Last September, I wrote a Beneblog post: Objecting to Accessibility Weaseling, about Amazon and other ebook reader makers trying to dodge out on making their devices accessible. This is an update on that fight.
It's always been highly ironic to me that the most natural buyers of ebooks, people with disabilities that make regular print useless, are constantly blocked in getting digital content that will talk to them, show up enlarged or in Braille! So, last year, Benetech joined with the National Federation of the Blind and over twenty other groups that care about consumers with disabilities to object to an attempt by Amazon and their competitors to secure a permanent exemption from accessibility requirement for many of the ebook readers.
Something that particularly bothered the advocates was Amazon's dropping features already in their basic ebook readers in what looked like an attempt to get out of accessibility requirements.
This week, in an important decision by the FCC, the advocates won a mixed, but I think major, victory.
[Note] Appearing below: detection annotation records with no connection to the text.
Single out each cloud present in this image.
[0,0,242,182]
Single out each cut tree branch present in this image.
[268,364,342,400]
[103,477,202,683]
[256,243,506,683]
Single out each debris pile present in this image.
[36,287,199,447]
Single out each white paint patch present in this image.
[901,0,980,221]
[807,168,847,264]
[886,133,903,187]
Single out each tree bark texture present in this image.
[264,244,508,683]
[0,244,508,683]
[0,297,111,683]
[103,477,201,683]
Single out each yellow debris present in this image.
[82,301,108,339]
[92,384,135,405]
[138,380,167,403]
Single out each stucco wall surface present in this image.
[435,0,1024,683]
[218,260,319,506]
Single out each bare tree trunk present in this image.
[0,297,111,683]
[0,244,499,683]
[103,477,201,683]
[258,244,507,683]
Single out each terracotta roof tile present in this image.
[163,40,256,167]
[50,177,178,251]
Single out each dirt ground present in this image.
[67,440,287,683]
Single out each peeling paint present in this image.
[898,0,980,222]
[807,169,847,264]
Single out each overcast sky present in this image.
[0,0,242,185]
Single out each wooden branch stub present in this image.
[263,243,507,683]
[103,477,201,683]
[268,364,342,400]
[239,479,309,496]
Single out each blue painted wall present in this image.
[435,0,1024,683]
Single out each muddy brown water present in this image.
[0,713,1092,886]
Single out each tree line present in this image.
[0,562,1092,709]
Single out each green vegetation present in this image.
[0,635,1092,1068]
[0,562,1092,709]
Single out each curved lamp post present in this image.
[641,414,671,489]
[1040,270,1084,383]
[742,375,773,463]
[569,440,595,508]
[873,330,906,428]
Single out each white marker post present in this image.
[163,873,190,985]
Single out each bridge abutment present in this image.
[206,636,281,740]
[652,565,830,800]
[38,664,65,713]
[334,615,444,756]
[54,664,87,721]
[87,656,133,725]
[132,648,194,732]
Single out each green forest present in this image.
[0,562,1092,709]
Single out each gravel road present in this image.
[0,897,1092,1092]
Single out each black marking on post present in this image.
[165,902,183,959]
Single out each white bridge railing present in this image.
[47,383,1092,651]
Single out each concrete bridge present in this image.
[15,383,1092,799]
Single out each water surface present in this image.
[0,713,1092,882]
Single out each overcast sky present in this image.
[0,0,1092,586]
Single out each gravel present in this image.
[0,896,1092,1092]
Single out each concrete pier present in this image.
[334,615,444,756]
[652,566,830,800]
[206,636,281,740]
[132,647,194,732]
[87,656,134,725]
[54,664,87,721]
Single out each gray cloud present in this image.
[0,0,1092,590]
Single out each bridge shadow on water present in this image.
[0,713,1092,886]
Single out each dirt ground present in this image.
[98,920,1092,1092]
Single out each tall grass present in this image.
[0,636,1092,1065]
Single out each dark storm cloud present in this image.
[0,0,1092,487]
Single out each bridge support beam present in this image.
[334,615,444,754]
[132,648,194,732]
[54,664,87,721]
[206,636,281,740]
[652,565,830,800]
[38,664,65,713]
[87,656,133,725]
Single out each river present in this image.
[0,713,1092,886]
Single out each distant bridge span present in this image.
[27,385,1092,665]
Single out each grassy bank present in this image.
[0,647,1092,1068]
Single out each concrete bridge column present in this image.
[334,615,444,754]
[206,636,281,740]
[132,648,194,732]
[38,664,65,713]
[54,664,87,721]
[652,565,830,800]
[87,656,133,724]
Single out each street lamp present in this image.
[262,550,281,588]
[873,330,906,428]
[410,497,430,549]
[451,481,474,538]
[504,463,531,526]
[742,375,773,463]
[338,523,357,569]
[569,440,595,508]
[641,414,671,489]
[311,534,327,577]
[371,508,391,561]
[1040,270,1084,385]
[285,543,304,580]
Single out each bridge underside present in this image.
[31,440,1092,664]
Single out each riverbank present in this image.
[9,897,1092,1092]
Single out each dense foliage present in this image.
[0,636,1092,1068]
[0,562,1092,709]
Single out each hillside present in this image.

The FCC noted the importance of accessibility and the rapid evolution of technology, and granted the manufacturers only a one year waiver on the need to make their devices accessible. The refusal to grant an indefinite waiver is a big deal, because it will keep accessibility on the agenda. So, Amazon and the other ebook reader makers can decide whether to keep fighting this, or just make their devices accessible, which should cost almost nothing and help them sell a lot more readers and ebooks.
Congratulations to NFB and the other groups that lead this effort!